Congratulations and thank you to the five City council members for having the “huevos” and the smarts to realize that San Diego needs water. Orange County our neighbor to the north has taken steps to turn its toilet water into drinking water. Counties on the east coast where it rains have been doing it for a 20+ years. Technology is available, but at a price of course. It makes sense that that cost would escalate if you are bringing water to a desert. The City already recycles wastewater for irrigation and other uses by treating the wastewater but it still wastes approximately180 million gallons (mg) a day of highly treated wastewater to the ocean. But let’s not talk about what it wastes because the City can treat and try to reuse approximately 45 million gallons at its two reclaimed water treatment plants. This water is treated and then sold for irrigation or industrial use. This water is distributed in purple pipes. There are not many miles of purple pipe in the ground. There is no doubt more reclaimed water could be produced and sold if the purple pipe distribution system was in place. Now while this reclaimed water is treated to a high level it is not the level that it would be treated if it were going to be placed in a drinking water reservoir. But that is not the real problem for San Diego and its reclaimed water for irrigation system. The real problem is the distribution system.

To distribute reclaimed water (RW) a system of purple pipes needs to be installed. They don’t really need to be purple but that is the color that someone decided to differentiate between reclaimed water that is almost potable and potable water. It just avoids confusion. Right now the City of San Diego has approximately 3280 mile of potable water pipes and about 79 miles of purple pipes in the North City area. In the South Bay area of the reclaimed water is sold to another water provider who distributes it to their customers. There are no purple pipes in the older parts of San Diego but there are lots of old water pipes. This is where the real advantage to toilet to tap comes in to play. The distribution system exists and this avoids the need to dig up all the streets and place new pipe in the ground.

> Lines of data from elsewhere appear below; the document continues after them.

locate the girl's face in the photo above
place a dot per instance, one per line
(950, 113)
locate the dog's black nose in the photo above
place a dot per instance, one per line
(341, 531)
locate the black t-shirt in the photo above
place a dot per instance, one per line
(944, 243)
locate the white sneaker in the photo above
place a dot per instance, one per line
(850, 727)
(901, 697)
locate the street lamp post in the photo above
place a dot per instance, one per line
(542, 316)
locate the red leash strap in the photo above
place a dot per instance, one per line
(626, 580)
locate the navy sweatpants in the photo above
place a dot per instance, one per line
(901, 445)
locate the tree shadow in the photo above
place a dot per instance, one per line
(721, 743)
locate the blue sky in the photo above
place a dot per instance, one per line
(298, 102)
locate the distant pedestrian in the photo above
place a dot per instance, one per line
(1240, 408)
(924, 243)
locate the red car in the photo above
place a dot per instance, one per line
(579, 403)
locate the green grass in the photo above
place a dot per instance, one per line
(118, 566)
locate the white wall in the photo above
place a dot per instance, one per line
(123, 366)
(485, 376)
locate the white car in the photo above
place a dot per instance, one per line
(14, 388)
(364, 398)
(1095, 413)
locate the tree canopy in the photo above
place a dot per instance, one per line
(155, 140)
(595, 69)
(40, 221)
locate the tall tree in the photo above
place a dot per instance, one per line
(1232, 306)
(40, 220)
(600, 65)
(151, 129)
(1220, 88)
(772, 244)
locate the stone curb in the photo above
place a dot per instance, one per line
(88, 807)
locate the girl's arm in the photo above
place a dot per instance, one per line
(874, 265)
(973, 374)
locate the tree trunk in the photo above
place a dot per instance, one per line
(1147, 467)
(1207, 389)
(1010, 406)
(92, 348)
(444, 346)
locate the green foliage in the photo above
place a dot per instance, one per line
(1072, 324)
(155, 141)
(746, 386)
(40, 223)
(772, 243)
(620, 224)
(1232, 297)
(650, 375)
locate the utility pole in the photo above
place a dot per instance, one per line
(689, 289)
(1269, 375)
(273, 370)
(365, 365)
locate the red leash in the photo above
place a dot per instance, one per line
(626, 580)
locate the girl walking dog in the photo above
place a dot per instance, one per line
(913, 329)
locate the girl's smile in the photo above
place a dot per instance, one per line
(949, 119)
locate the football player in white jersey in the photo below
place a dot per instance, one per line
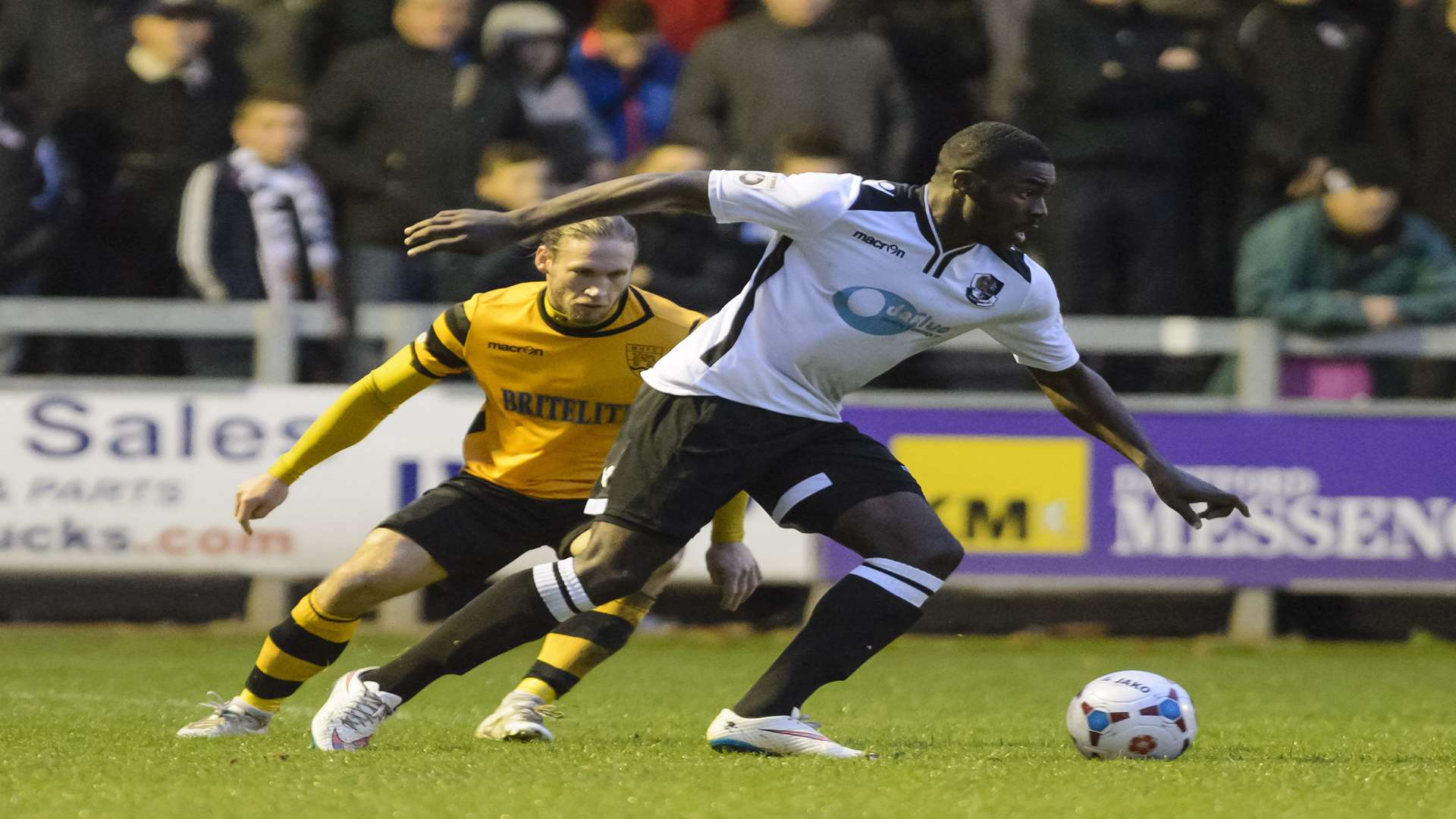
(861, 276)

If the City could produce water to the advanced tertiary level, then pipe the water to a reservoir where it could sit until needed, it would follow the same treatment and distribution that all the imported water from the Colorado River and Northern California follows. The quality level of that water would be as good if not better as the water we are treating today.

Next time we can look at the difference in treatment that is demanded for regular reclaimed water and advanced tertiary treated water. After all what do the astronauts drink?

{ 1 comment… read it below or add one }

Deb December 10, 2007 at 5:15 pm

Thanks for this informative article. It certainly puts our H2O woes into perspective.